Indonesia pushes for geothermal renewal

By ROBIN MCDOWELL
ASSOCIATED PRESS WRITER

SALAK MOUNTAIN, Indonesia -- Indonesia, land of earthquakes and volcanos, is literally sitting on top of the solution for its energy needs: Vast reservoirs of hot water deep beneath the earth's crust can be harnessed to generate electricity.

What's more, it's a clean, renewable energy source.

Yet the country continues to import millions of barrels of oil and fuel annually. Legal uncertainties, financial risks and government bureaucracy have repelled international investors from developing its geothermal resources.

Indonesia vows to pass within weeks regulations it hopes investors will find attractive, but after years of foot-dragging, not everyone is convinced.

Tapping geothermal energy makes sense for a cash-strapped government that still subsidizes fuel for its citizens, who are steadily demanding more power in the face of routine blackouts and brownouts.

The sprawling archipelago sits on what is believed to be the world's largest geothermal resource base, with the potential to provide 21,000 megawatts - enough to supply all the energy needs for its 220 million people.

But so far existing plants have a combined capacity of just over 800 megawatts, or 4 percent of Indonesia's potential, putting it behind the United States (2,100 MW), the Philippines (1,775 MW) and Mexico (975 MW).

About three-fifths comes from Chevron Corp., the only foreign business currently developing geothermal energy in Indonesia. The U.S. energy company says it's able to do so largely because it operates on contracts signed decades ago under then-dictator Suharto.

"At that point the government had in place regulations that were very conducive to investment," said Barry Andrews, president of Chevron's Geothermal and Power, pointing to a strong central government and dependable tax regime. "We had certainty as to what to expect."

Since the mid-1980s, Chevron has operated two fields, Salak and Darajat, on the main island of Java.

Its largest plant in Salak towers over the lush rainforest - home to gibbons, ant eaters and eagles - where massive pipes wind through some 25,000 acres of jungle, transporting steam that turns giant turbines to produce electricity.

The water is then returned to the underground reservoir and reheated by magma to temperatures as high as 570 degrees Fahrenheit, completing the renewable energy cycle.

Twenty years ago, nearly a dozen local and foreign companies - among them, Chevron and a company it bought last year, Unocal Corp. - were developing geothermal in partnership with the state-run electricity company PLN and a local private firm. Investors got a great deal because PLN agreed to annual minimum purchases at prices determined in dollars instead of the local currency, the rupiah.

But the 1997-98 Asian financial crash abruptly changed all that. International investors, who pumped billions of dollars into Indonesia before Suharto's 1998 ouster, have been slow to return or simply refused.

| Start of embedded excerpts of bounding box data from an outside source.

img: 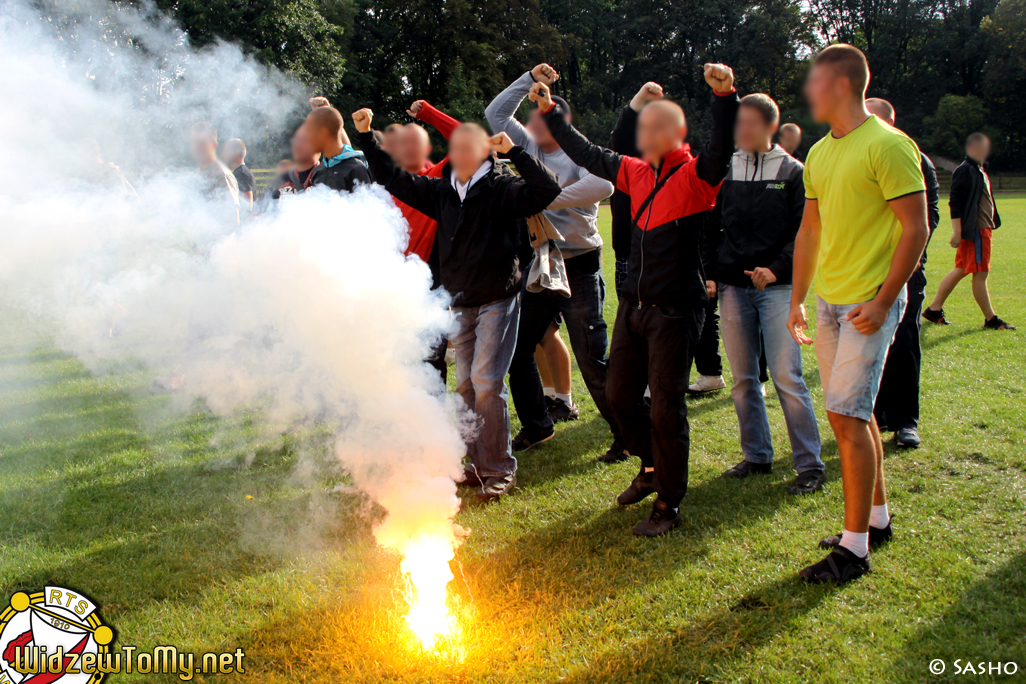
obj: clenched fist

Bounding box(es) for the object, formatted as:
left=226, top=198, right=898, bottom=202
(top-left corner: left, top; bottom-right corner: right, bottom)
left=530, top=64, right=559, bottom=85
left=488, top=130, right=513, bottom=155
left=406, top=99, right=424, bottom=119
left=705, top=65, right=734, bottom=92
left=527, top=81, right=552, bottom=112
left=353, top=107, right=374, bottom=133
left=631, top=81, right=663, bottom=112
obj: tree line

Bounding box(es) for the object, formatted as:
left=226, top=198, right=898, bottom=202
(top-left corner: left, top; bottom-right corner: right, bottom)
left=158, top=0, right=1026, bottom=170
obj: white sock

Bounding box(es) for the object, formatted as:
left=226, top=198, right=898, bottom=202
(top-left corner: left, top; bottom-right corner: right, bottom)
left=840, top=530, right=869, bottom=558
left=869, top=504, right=891, bottom=529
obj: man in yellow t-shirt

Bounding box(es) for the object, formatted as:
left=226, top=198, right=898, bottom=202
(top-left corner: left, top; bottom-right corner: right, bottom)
left=788, top=43, right=929, bottom=582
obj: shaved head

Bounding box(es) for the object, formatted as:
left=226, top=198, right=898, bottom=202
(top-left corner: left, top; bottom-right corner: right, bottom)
left=866, top=97, right=896, bottom=126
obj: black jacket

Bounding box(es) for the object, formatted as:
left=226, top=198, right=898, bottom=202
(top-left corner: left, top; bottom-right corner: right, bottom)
left=948, top=157, right=1001, bottom=240
left=919, top=152, right=941, bottom=269
left=311, top=158, right=370, bottom=193
left=545, top=92, right=738, bottom=308
left=609, top=105, right=641, bottom=259
left=359, top=133, right=560, bottom=307
left=706, top=145, right=805, bottom=287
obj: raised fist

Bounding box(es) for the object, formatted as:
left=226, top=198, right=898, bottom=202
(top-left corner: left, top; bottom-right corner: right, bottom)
left=527, top=81, right=552, bottom=112
left=530, top=64, right=559, bottom=85
left=353, top=107, right=374, bottom=133
left=631, top=81, right=663, bottom=112
left=705, top=65, right=734, bottom=92
left=406, top=99, right=424, bottom=119
left=488, top=130, right=513, bottom=155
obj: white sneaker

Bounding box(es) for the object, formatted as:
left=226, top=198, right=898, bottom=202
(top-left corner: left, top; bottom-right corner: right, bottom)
left=687, top=375, right=726, bottom=394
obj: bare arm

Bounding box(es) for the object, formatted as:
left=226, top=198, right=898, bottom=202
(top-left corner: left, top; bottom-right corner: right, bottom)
left=847, top=193, right=930, bottom=335
left=787, top=199, right=823, bottom=345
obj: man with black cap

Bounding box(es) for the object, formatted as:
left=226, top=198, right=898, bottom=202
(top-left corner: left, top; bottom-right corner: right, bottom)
left=484, top=64, right=627, bottom=461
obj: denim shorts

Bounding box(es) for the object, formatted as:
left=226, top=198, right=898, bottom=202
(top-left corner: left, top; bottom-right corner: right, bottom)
left=816, top=289, right=908, bottom=423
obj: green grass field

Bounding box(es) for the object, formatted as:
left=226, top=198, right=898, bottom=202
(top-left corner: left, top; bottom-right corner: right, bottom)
left=0, top=196, right=1026, bottom=684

Almost all geothermal projects were stopped or canceled when it became clear that PLN was not going to be able buy the electricity as promised, said Erik Layman of the California-based Layman consultancy Energy Associates Inc.

Some contracts were taken over by the government, which has done little since then to develop them, and the terms of other stalled projects, Salak and Darajat included, were re-negotiated at lower prices, he said.

"Many of these investors had expended hundreds of millions of dollars to bring projects on line before they were canceled," said Layman, who was involved in Chevron's Darajat project from 1985 to 1988 and CalEnergy's Dieng, Patuha and Bali projects from 1994 to 1998.

MidAmerican Energy Holdings Co.'s CalEnergy took its case before international arbitrators and won - a move some analysts say is partly responsible for the government's reluctance today to reopen the door too quickly.

President Susilo Bambang Yudhoyono renewed pledges this year to promote alternative energy sources, but industry experts say price remains a huge obstacle.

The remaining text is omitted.